In der Nacht vom 15. auf den 16. April 2026 hat Russland eine der schwersten Angriffswellen der letzten Wochen gegen ukrainisches Staatsgebiet geführt. Behörden melden mindestens 16 Todesopfer und über 100 Verletzte in Regionen wie Kiew, Odessa und Dnipropetrowsk. Nach Angaben der ukrainischen Luftwaffe wurden innerhalb von 24 Stunden insgesamt 703 Flugkörper registriert.
Massive Angriffswelle
Russland feuerte über 650 Drohnen und Raketen ab, was zu mindestens 16 Toten und über 100 Verletzten führte.
US-Sanktionen verschärft
Finanzminister Scott Bessent beendet die Ausnahme für russisches Rohöl auf See, um den Druck auf Moskau zu erhöhen.
Drohungen gegen Europa
Nach ukrainischen Rüstungsdeals stuft Russland Fabriken in mehreren EU-Staaten als potenzielle Angriffsziele ein.
Russland hat in der Nacht vom 15. auf den 16. April 2026 eine Serie massiver Luftangriffe gegen die Ukraine gestartet. Nach offiziellen Angaben aus Kiew, Odessa, Dnipropetrowsk und Charkiw kamen dabei mindestens 16 Menschen ums Leben, 107 weitere wurden verletzt. Die ukrainische Luftwaffe gab an, dass Russland innerhalb von 24 Stunden 659 Drohnen und 44 Raketen abgefeuert habe, vorwiegend während der Nachtstunden. Davon konnten die Verteidigungssysteme 636 Drohnen und 31 Raketen abfangen.
Besonders schwer getroffen wurden Kiew, Odessa und die Region Dnipropetrowsk. Kiews Bürgermeister Vitali Klitschko bestätigte für die Hauptstadt vier Todesopfer, darunter ein zwölfjähriger Junge, sowie 45 Verletzte, zu denen auch medizinisches Personal zählt. In Odessa starben laut Serhij Lyssak, dem Leiter der dortigen Militärverwaltung, mindestens neun Menschen infolge mehrerer Angriffswellen. In der Region Dnipropetrowsk wurden drei weitere Todesopfer gemeldet, wie Regionalverwaltungsleiter Oleksandr Ganzha mitteilte.
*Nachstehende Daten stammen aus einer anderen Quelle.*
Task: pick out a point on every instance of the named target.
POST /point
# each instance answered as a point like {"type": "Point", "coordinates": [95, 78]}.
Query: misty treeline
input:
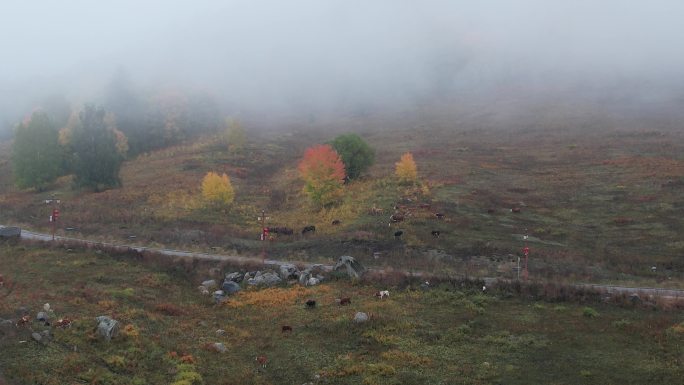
{"type": "Point", "coordinates": [91, 141]}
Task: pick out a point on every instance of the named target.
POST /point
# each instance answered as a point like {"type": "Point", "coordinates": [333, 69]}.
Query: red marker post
{"type": "Point", "coordinates": [53, 219]}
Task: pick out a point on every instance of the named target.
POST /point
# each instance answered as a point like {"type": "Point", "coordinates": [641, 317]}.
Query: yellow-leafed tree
{"type": "Point", "coordinates": [406, 169]}
{"type": "Point", "coordinates": [217, 189]}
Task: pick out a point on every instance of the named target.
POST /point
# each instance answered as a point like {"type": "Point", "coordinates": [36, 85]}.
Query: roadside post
{"type": "Point", "coordinates": [54, 216]}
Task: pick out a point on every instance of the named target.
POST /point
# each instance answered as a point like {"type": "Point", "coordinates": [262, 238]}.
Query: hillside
{"type": "Point", "coordinates": [450, 333]}
{"type": "Point", "coordinates": [600, 196]}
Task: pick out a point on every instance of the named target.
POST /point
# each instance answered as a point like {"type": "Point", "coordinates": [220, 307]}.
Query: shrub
{"type": "Point", "coordinates": [589, 312]}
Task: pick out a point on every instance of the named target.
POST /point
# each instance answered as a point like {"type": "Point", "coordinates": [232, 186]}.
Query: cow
{"type": "Point", "coordinates": [394, 218]}
{"type": "Point", "coordinates": [63, 323]}
{"type": "Point", "coordinates": [262, 360]}
{"type": "Point", "coordinates": [281, 230]}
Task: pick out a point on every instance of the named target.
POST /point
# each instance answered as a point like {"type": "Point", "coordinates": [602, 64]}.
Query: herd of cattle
{"type": "Point", "coordinates": [401, 212]}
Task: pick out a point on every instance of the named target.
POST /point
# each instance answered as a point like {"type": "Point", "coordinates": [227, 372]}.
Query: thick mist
{"type": "Point", "coordinates": [303, 57]}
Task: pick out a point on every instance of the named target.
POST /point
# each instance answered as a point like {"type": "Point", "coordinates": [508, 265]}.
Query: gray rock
{"type": "Point", "coordinates": [37, 337]}
{"type": "Point", "coordinates": [107, 328]}
{"type": "Point", "coordinates": [235, 277]}
{"type": "Point", "coordinates": [361, 317]}
{"type": "Point", "coordinates": [42, 316]}
{"type": "Point", "coordinates": [219, 296]}
{"type": "Point", "coordinates": [288, 271]}
{"type": "Point", "coordinates": [221, 348]}
{"type": "Point", "coordinates": [271, 279]}
{"type": "Point", "coordinates": [350, 266]}
{"type": "Point", "coordinates": [230, 287]}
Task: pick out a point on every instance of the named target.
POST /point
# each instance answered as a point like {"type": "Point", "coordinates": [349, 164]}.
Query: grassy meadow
{"type": "Point", "coordinates": [599, 204]}
{"type": "Point", "coordinates": [450, 334]}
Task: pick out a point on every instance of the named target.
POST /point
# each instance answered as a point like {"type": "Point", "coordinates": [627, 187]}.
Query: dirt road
{"type": "Point", "coordinates": [610, 289]}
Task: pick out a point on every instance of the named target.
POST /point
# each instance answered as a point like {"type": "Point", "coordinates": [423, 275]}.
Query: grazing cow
{"type": "Point", "coordinates": [375, 211]}
{"type": "Point", "coordinates": [262, 360]}
{"type": "Point", "coordinates": [394, 218]}
{"type": "Point", "coordinates": [281, 230]}
{"type": "Point", "coordinates": [63, 323]}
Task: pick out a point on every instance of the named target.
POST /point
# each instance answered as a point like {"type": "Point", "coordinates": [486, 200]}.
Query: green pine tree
{"type": "Point", "coordinates": [36, 156]}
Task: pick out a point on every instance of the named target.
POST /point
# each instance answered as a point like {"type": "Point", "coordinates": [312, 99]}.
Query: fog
{"type": "Point", "coordinates": [302, 57]}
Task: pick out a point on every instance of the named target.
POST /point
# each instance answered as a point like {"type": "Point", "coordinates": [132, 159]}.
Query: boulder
{"type": "Point", "coordinates": [235, 277]}
{"type": "Point", "coordinates": [42, 316]}
{"type": "Point", "coordinates": [350, 266]}
{"type": "Point", "coordinates": [288, 271]}
{"type": "Point", "coordinates": [230, 287]}
{"type": "Point", "coordinates": [219, 296]}
{"type": "Point", "coordinates": [361, 317]}
{"type": "Point", "coordinates": [271, 279]}
{"type": "Point", "coordinates": [107, 327]}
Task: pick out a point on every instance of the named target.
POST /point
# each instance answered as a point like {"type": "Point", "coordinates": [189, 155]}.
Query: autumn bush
{"type": "Point", "coordinates": [323, 173]}
{"type": "Point", "coordinates": [217, 189]}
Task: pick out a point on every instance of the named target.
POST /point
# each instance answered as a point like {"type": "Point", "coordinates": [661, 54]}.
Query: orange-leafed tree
{"type": "Point", "coordinates": [323, 173]}
{"type": "Point", "coordinates": [217, 189]}
{"type": "Point", "coordinates": [406, 169]}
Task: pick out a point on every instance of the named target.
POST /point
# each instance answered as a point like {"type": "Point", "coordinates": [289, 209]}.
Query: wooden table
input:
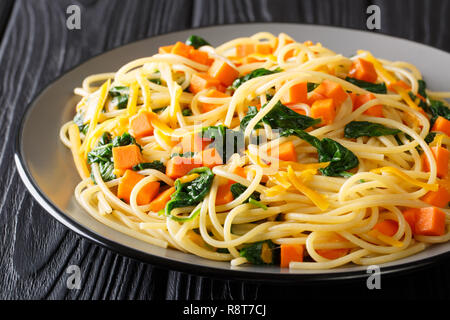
{"type": "Point", "coordinates": [36, 47]}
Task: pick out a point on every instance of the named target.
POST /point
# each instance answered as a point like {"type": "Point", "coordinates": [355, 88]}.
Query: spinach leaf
{"type": "Point", "coordinates": [157, 165]}
{"type": "Point", "coordinates": [254, 74]}
{"type": "Point", "coordinates": [369, 86]}
{"type": "Point", "coordinates": [422, 92]}
{"type": "Point", "coordinates": [103, 151]}
{"type": "Point", "coordinates": [124, 140]}
{"type": "Point", "coordinates": [186, 112]}
{"type": "Point", "coordinates": [357, 129]}
{"type": "Point", "coordinates": [120, 96]}
{"type": "Point", "coordinates": [438, 109]}
{"type": "Point", "coordinates": [341, 159]}
{"type": "Point", "coordinates": [106, 171]}
{"type": "Point", "coordinates": [281, 117]}
{"type": "Point", "coordinates": [79, 121]}
{"type": "Point", "coordinates": [196, 41]}
{"type": "Point", "coordinates": [311, 86]}
{"type": "Point", "coordinates": [261, 252]}
{"type": "Point", "coordinates": [156, 81]}
{"type": "Point", "coordinates": [237, 189]}
{"type": "Point", "coordinates": [226, 141]}
{"type": "Point", "coordinates": [190, 193]}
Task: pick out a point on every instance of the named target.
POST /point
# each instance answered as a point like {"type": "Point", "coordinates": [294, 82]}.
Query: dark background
{"type": "Point", "coordinates": [36, 47]}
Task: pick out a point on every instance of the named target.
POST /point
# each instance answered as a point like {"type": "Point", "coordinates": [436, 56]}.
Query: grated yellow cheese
{"type": "Point", "coordinates": [188, 178]}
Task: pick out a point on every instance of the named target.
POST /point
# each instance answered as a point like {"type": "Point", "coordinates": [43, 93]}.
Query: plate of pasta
{"type": "Point", "coordinates": [263, 151]}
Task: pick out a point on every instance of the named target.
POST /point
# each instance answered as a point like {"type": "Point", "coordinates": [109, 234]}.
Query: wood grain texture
{"type": "Point", "coordinates": [36, 47]}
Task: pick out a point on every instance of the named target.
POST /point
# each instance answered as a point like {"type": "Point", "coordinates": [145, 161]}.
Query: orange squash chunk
{"type": "Point", "coordinates": [141, 125]}
{"type": "Point", "coordinates": [363, 70]}
{"type": "Point", "coordinates": [223, 72]}
{"type": "Point", "coordinates": [127, 183]}
{"type": "Point", "coordinates": [325, 110]}
{"type": "Point", "coordinates": [126, 157]}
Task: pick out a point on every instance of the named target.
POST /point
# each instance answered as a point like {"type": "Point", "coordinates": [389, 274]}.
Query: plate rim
{"type": "Point", "coordinates": [181, 266]}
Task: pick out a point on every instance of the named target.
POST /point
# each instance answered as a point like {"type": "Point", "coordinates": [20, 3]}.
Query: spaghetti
{"type": "Point", "coordinates": [266, 150]}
659 (Drohnen) — Innerhalb von 24 Stunden gegen die Ukraine eingesetzte russische Drohnen
Odessa: 9, Kiew: 4, Dnipropetrowsk: 3
Seit Beginn der großangelegten Invasion im Februar 2022 greift Russland ukrainisches Territorium fast jede Nacht mit Raketen und Drohnen an. Laut AFP wurden die Luftschläge zuletzt auch verstärkt während der Tagesstunden durchgeführt. Seit Invasionsbeginn sind zehntausende Zivilisten getötet worden. Die Verhandlungen zwischen Moskau und Kiew stehen seit Wochen still; Beobachter sehen einen Grund darin, dass die Aufmerksamkeit Washingtons seit Ende Februar 2026 durch Angriffe der USA und Israels gegen den Iran gebunden ist.
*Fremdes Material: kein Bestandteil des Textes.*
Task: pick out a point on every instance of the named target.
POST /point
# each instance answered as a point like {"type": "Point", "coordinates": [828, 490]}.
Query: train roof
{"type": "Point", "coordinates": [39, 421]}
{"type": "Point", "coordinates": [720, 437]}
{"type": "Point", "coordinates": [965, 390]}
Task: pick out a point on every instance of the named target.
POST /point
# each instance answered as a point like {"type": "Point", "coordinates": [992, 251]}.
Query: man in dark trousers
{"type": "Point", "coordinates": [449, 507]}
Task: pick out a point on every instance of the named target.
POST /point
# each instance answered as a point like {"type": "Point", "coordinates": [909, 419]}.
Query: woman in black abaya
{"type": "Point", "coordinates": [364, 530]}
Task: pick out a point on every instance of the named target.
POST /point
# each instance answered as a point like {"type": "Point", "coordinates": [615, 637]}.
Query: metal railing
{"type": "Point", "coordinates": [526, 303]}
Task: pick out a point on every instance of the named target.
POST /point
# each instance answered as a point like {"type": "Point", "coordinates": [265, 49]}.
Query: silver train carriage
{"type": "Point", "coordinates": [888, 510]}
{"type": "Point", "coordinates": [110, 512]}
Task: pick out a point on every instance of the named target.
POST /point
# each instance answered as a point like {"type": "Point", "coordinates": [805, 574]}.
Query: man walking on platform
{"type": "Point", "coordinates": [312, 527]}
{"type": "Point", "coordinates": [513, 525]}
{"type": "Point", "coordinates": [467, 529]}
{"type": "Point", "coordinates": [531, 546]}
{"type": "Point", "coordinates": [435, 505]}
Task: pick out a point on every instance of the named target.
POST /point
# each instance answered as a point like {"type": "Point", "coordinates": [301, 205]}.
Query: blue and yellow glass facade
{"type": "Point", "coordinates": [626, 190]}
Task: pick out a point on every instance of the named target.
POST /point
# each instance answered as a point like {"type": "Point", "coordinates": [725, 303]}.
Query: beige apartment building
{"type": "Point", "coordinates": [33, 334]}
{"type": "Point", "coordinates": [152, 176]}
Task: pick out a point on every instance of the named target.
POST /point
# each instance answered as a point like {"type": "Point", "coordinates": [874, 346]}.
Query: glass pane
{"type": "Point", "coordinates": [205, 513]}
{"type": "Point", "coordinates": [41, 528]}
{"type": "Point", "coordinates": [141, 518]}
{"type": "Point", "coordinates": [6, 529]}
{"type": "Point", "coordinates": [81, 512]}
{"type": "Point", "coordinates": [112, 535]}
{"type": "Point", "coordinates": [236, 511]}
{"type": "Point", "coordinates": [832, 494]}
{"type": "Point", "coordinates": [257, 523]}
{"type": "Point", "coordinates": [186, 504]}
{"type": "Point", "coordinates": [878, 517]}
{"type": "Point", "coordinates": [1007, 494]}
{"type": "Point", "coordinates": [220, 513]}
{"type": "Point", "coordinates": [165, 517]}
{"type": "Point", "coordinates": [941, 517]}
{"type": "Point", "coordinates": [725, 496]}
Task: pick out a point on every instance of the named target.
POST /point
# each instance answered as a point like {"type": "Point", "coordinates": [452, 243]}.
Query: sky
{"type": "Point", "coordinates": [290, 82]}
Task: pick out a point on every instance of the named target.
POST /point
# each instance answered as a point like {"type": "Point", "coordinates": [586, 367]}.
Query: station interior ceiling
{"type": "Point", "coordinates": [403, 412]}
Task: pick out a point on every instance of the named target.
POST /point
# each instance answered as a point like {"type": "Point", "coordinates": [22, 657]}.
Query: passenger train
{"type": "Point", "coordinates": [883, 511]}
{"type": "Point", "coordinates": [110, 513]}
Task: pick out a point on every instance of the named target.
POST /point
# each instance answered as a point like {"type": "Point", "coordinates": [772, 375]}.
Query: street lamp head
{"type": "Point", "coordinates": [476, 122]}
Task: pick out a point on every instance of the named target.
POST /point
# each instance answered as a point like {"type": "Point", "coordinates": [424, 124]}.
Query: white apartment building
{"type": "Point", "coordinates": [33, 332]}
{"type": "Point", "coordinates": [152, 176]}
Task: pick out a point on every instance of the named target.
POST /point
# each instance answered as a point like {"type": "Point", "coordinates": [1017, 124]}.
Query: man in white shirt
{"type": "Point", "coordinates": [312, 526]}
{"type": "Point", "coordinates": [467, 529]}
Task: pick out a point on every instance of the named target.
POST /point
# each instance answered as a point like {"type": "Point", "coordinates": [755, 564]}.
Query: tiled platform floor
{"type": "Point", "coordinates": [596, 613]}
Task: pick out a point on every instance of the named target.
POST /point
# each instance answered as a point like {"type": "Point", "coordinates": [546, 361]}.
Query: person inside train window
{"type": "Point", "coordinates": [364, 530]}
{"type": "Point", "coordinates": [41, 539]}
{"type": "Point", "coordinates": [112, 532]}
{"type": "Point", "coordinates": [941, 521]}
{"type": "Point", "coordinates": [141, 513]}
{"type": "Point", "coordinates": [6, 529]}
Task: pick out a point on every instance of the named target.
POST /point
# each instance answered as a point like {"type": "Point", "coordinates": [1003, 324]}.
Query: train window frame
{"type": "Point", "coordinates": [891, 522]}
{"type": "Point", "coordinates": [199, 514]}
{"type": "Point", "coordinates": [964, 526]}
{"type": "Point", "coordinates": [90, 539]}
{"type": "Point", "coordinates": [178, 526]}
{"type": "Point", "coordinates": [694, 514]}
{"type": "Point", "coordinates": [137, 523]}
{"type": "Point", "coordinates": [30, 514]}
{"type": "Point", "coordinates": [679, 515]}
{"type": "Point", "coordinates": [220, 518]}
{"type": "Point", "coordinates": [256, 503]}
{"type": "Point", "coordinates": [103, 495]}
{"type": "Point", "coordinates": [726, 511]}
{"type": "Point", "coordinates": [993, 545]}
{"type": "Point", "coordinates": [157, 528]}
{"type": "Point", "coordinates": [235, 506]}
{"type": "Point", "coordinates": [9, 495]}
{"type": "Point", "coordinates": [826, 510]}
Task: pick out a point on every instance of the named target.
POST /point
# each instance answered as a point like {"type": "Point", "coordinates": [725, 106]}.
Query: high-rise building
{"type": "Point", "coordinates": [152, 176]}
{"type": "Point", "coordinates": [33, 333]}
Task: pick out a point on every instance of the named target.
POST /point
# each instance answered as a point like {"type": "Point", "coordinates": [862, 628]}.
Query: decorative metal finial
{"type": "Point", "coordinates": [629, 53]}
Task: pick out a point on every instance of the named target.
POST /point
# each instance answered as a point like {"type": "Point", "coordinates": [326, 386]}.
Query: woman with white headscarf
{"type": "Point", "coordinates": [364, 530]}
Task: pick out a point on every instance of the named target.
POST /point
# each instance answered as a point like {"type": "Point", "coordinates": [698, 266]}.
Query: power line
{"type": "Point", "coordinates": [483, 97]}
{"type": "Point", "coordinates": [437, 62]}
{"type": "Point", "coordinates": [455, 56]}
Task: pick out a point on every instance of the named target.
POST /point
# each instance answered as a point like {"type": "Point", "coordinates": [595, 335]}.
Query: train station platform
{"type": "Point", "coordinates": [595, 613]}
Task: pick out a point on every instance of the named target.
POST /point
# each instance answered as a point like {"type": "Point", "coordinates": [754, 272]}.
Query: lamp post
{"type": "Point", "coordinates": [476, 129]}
Selenskyj fordert Beibehaltung der Sanktionen – USA verschärfen Öl-Bestimmungen Der ukrainische Präsident Wolodymyr Selenskyj reagierte auf die Angriffe mit der Forderung nach anhaltendem internationalem Druck auf Moskau. „Wieder eine Nacht, die beweist, dass Russland keine Aufhebung der Sanktionen verdient. Russland setzt auf Krieg, und die Antwort muss entsprechend ausfallen – Leben müssen mit allen Mitteln geschützt und der Druck für einen Frieden muss ebenso mit allen Mitteln erhöht werden. Eine Normalisierung im Umgang mit Russland darf es in seiner jetzigen Form nicht geben.” — Wolodymyr Zelenskyj via BFMTV Selenskyj dankte zudem Deutschland, Norwegen und Italien für neue Verteidigungsabkommen und verwies auf Gespräche mit den Niederlanden über weitere Lieferungen. Patriot-Luftabwehrsysteme blieben jedoch Mangelware, warnte Selenskyj auf der Plattform X. Das Land benötige täglich Abwehrraketen, solange Russland seine Angriffe fortsetze.
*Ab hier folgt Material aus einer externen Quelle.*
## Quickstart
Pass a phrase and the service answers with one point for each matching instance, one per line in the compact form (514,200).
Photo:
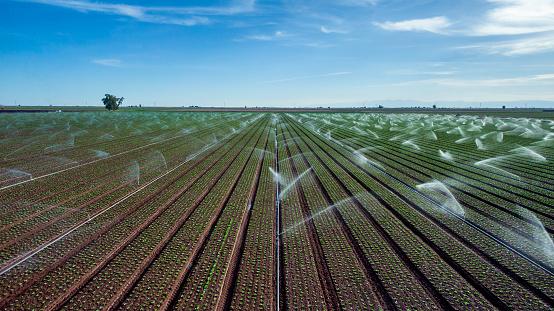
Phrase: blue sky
(275,53)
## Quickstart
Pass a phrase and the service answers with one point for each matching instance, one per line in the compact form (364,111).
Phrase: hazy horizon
(279,54)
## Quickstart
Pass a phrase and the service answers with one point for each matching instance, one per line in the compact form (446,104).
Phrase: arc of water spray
(485,163)
(293,182)
(314,215)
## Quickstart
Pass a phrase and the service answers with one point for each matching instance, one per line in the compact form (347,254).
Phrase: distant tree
(111,102)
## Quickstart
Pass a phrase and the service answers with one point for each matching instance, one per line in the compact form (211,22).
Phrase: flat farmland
(275,211)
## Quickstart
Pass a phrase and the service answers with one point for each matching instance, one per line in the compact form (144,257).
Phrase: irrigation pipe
(110,156)
(538,265)
(32,253)
(278,214)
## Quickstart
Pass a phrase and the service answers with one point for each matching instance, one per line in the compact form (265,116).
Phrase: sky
(287,53)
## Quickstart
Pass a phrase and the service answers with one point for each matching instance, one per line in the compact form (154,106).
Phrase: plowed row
(264,212)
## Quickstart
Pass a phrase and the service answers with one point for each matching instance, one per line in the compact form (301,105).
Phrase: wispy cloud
(436,25)
(330,30)
(265,37)
(357,2)
(309,77)
(542,79)
(186,16)
(513,17)
(413,72)
(108,62)
(537,44)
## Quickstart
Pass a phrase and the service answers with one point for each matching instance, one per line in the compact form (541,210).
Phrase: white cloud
(533,45)
(436,25)
(513,17)
(309,77)
(535,80)
(108,62)
(327,30)
(411,72)
(186,16)
(357,2)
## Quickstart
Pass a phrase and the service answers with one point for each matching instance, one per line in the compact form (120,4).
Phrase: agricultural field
(162,210)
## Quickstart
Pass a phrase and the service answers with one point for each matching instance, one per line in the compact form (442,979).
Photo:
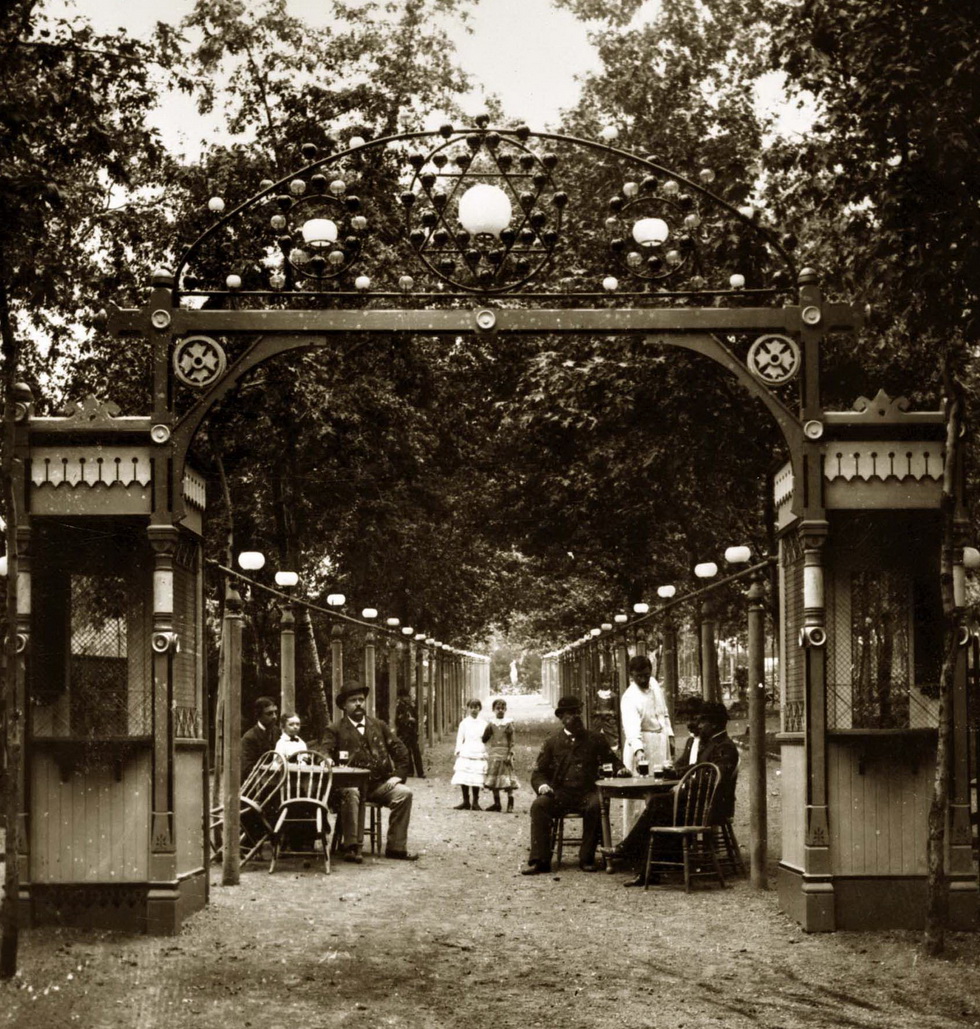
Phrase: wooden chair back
(308,779)
(261,787)
(693,795)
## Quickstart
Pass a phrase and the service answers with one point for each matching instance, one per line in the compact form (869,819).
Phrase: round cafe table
(634,788)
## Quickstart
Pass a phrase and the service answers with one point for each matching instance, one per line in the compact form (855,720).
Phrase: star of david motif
(199,361)
(774,359)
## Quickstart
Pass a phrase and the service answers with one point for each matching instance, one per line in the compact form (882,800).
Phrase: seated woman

Parallel dazu gab US-Finanzminister Scott Bessent am Mittwoch bekannt, dass die USA die Aussetzung der Sanktionen auf auf See gelagertes russisches Rohöl nicht verlängern werden. Diese Maßnahme war ursprünglich eingeführt worden, um die Preissteigerungen im Zuge des Nahostkonflikts zu dämpfen. EU-Ratspräsident Antonio Costa verurteilte die Angriffe scharf. „Russlands Angriffskrieg gegen die Ukraine ist gescheitert, weshalb das Land nun dazu übergeht, gezielt die Zivilbevölkerung zu terrorisieren.” — Antonio Costa via Courrier international
Russland droht europäischen Drohnenfabriken nach neuen Abkommen Kiews Die Luftschläge fielen zeitlich mit dem Abschluss einer Europareise Selenskyjs zusammen. Dabei unterzeichnete er zehn bilaterale Abkommen mit Deutschland, kündigte eine Drohnen-Partnerschaft mit Norwegen an und formalisierte die Rüstungszusammenarbeit mit der italienischen Ministerpräsidentin Giorgia Meloni. Die niederländische Verteidigungsministerin Dilan Yeşilgöz-Zegerius sagte zudem 248 Millionen Euro für die Drohnenproduktion zu. Russland reagierte mit einer expliziten Drohung: Das russische Verteidigungsministerium veröffentlichte eine Liste mit Drohnen-Produktionsstätten in Großbritannien, Deutschland, Dänemark, Lettland, Litauen, Spanien, Italien, den Niederlanden, Polen und Tschechien und stufte diese als potenzielle militärische Ziele ein. Dmitri Medwedew, stellvertretender Vorsitzender des russischen Sicherheitsrates, betonte den Ernst der Lage. „Die Liste europäischer Fabriken für Drohnen und andere Ausrüstung ist eine Liste potenzieller Ziele für die russischen Streitkräfte. Wann Angriffe Realität werden, hängt vom weiteren Verlauf der Ereignisse ab.” — Dmitri Medwedew via La Libre.be Ukraines Außenminister Andrij Sybiha bezeichnete den nächtlichen Angriff als gezielten Schlag gegen Zivilisten und forderte die Weltgemeinschaft auf, Kriegsverbrechen nicht als Normalität zu akzeptieren. Vize-Premierminister Oleksij Kuleba erklärte, dass in allen betroffenen Städten operative Einsatzzentren eingerichtet wurden.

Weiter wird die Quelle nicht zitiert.